Why are we now being asked: In the last 21 days, have you been out of the country? It certainly is not to extract a response that might indicate you have done something wrong. We are a free people. Its purpose is to identify whether steps should be taken to further examine and determine if you are carrying the Ebola virus if your visit had been to any country where the virus is prevalent. It is also to establish whether you might be carrying the Chikungunya virus. Both of these viruses are ravishing different parts of the world and the extent to which we can take protective measures to guard against an infection by either, the goal of the question would have been met.
Unlike the Chikungunya virus, which thrives in areas of environmentally unhealthy settings such as standing water and incorrectly disposed garbage and refuse because it is a water borne disease carried by the mosquito, the Ebola virus (EVD) is spread or challenges containment because of cultural practices. The regions where this virus has been identified and is prevalent, will for a very long time be associated with this disease, and the cultural practices that are never modified or totally abandoned will perpetuate fear of the disease’s continued presence.

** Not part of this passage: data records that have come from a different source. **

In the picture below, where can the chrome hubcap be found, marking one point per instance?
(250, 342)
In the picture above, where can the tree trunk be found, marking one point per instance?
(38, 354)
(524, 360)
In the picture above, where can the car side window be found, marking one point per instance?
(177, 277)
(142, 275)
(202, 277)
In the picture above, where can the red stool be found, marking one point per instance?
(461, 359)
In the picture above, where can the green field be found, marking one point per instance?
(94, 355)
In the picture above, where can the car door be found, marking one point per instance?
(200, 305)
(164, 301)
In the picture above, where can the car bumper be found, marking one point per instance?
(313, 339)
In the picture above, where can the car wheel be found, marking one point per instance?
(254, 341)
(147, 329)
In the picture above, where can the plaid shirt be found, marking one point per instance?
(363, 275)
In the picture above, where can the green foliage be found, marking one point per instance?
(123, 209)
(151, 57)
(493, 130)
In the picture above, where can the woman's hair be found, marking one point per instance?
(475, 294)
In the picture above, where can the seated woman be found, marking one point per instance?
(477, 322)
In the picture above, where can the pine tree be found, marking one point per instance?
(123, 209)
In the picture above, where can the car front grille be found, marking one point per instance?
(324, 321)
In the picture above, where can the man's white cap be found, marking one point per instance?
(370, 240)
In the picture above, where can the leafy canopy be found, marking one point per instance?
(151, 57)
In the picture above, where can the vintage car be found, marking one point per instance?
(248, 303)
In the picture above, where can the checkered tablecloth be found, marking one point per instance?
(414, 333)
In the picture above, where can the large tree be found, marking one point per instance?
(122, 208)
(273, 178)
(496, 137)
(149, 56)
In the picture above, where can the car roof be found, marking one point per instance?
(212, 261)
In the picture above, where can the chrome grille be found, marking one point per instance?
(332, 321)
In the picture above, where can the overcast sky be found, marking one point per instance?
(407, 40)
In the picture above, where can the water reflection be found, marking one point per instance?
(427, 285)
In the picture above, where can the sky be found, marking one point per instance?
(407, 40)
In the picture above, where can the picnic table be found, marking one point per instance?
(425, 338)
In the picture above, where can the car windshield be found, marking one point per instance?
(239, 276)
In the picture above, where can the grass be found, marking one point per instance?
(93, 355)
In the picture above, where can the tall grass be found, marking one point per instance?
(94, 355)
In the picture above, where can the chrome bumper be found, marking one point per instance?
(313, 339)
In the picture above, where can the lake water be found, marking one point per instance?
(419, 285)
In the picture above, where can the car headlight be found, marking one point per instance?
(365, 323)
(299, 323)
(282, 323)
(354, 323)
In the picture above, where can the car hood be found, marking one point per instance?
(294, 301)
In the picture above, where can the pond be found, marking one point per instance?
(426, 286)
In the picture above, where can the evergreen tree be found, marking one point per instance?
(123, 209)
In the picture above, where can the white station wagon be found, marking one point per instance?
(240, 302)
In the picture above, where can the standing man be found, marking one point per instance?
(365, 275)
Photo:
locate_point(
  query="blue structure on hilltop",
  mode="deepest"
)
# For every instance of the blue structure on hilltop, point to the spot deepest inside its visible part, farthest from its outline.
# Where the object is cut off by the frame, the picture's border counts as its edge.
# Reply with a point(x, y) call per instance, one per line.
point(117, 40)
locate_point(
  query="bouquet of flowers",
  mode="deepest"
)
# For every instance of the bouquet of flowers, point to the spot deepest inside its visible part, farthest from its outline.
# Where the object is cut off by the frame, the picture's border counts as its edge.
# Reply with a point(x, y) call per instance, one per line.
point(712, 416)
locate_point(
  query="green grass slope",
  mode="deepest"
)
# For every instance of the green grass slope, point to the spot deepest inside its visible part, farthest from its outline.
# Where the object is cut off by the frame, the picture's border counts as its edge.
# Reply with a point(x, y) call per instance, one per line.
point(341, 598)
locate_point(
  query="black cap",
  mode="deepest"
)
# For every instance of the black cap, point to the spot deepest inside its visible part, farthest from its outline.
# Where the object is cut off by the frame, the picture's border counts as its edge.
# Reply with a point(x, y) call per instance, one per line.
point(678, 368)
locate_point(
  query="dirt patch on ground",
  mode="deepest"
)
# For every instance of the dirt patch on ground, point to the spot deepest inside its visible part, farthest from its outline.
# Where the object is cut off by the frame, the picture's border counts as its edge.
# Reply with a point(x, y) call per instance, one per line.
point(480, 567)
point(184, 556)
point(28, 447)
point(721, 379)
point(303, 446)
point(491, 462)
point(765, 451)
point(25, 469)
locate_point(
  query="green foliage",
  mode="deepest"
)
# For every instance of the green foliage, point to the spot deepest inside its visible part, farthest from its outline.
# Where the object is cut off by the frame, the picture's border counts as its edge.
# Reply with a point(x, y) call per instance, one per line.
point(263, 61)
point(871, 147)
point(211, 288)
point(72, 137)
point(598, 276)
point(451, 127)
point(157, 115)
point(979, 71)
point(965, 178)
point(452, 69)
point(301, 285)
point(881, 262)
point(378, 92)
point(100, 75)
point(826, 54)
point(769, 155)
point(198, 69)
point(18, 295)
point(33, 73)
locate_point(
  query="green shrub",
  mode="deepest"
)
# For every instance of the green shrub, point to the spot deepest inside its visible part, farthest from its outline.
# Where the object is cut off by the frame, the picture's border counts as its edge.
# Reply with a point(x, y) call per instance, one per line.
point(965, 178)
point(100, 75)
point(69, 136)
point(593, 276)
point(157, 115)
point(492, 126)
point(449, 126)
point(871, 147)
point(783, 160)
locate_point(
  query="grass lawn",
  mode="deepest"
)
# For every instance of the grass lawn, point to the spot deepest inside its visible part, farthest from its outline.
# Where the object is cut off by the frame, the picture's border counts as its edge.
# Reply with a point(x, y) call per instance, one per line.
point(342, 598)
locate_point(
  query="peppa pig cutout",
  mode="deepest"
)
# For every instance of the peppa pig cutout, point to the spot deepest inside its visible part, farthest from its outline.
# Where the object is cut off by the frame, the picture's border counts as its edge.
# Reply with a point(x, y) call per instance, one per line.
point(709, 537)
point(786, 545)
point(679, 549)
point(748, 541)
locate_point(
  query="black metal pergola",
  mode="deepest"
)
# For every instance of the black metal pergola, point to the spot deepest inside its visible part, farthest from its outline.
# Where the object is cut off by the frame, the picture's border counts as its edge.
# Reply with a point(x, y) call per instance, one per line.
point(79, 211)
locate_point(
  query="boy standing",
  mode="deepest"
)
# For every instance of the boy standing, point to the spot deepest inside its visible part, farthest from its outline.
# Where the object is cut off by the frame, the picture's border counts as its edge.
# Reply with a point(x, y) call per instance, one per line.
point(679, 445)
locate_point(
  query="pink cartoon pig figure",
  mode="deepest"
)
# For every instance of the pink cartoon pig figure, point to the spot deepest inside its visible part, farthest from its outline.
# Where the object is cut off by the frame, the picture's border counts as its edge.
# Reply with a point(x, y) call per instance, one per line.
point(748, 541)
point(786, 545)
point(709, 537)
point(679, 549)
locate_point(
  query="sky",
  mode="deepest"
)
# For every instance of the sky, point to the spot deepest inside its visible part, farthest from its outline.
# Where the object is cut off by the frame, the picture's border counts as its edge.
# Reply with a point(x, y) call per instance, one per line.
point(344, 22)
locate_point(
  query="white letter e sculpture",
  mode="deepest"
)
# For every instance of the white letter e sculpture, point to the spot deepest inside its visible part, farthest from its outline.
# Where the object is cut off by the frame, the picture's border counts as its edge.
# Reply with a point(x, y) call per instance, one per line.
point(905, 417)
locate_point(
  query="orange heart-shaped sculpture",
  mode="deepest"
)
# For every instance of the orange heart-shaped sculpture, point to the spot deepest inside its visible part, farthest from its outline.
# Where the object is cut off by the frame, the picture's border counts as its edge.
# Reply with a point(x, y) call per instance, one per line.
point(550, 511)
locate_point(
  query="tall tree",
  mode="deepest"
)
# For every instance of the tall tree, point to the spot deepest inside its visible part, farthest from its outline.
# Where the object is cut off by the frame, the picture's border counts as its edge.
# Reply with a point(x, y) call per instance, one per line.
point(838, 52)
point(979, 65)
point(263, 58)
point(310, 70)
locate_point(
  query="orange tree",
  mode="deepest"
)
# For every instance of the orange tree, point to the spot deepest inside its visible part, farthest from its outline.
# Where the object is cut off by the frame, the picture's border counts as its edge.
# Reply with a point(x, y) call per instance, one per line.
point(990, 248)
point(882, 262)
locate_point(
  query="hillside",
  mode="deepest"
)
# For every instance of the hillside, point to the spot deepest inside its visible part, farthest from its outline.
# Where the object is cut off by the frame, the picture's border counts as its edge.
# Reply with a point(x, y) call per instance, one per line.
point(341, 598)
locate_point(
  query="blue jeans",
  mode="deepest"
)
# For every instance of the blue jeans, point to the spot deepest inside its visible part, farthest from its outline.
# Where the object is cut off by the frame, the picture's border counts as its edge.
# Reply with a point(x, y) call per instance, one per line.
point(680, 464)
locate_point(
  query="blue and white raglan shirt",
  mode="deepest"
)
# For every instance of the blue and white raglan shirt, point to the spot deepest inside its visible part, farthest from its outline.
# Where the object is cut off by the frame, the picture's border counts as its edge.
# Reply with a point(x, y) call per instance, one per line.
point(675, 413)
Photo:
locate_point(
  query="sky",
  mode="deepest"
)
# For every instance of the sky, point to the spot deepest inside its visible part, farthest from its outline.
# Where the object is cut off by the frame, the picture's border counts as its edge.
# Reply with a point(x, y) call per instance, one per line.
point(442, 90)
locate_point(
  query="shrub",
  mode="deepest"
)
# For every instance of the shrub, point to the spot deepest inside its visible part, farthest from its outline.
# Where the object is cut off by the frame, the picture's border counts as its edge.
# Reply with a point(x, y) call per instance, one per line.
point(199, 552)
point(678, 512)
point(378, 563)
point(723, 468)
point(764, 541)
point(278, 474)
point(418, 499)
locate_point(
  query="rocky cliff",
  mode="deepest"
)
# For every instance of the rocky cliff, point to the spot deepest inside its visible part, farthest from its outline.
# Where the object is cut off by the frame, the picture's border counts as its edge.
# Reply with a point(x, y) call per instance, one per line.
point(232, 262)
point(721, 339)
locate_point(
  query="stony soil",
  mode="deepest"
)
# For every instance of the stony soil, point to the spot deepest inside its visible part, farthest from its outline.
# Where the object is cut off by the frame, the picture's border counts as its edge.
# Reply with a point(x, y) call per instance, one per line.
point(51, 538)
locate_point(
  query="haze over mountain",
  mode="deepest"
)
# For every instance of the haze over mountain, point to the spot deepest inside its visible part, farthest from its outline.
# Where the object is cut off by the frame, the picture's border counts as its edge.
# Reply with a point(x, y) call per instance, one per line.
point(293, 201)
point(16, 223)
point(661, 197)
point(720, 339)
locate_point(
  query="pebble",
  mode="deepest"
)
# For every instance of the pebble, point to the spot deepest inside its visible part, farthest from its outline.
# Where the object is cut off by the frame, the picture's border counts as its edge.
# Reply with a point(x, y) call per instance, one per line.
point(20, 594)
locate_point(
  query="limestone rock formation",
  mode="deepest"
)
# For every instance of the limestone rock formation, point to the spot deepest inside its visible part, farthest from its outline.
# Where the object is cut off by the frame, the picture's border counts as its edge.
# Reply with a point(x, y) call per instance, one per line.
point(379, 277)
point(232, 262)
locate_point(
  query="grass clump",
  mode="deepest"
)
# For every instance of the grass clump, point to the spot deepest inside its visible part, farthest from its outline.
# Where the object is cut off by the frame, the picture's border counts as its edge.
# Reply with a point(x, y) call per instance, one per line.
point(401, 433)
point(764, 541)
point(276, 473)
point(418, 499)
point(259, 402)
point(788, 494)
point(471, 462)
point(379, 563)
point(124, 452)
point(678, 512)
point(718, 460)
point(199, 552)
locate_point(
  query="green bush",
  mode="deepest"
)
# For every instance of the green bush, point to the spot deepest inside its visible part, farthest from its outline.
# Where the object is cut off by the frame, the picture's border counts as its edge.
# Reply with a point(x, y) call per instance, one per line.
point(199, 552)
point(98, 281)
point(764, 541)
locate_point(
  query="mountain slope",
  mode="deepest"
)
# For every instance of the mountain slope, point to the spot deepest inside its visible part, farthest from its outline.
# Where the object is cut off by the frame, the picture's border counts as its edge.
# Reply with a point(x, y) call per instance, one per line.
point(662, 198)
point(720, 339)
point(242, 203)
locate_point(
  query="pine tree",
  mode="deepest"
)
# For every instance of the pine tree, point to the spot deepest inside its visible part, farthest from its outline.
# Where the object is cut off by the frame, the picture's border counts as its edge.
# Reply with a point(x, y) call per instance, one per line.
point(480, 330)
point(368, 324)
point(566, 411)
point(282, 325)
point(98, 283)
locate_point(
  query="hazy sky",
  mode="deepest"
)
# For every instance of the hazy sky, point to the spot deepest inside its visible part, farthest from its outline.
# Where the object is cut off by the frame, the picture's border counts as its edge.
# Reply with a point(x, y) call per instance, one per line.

What did the medical community do to improve the containment of the disease? They carried out a process of educating the Liberians that the washing of deceased family members’ bodies was a practice that allows the disease to thrive. This practice must be abandoned. A deadly cultural practice must yield to medical science if the lives of Liberians and those in the region are to be spared death and suffering. The washing of the dead now takes its place alongside of Female Genital Cutting (FGC) as a geographically connected practice that is entirely cultural and deadly.
But FGC has been known to the medical community for decades and is a practice that is present not only in Africa, Asia, and the Middle East; it is practiced even in this country. Sara Rashad’s film, Tahara, reminds us that this is a cultural practice that is inhumane, cruel, and the basis of many serious and protracted health problems for its estimated 300 million potential victims.
What would be a reasonable US medical community’s response to these practices considering the number of citizens from these countries who migrate or visit the US where either or both Ebola and FGC are prevalent? You would think that one place to start would be to include at the point of intake of a patient’s medical history this question: Where were you born? Regrettably, you won’t find this on any patient medical history form; probably anywhere in the United States. So much for population health.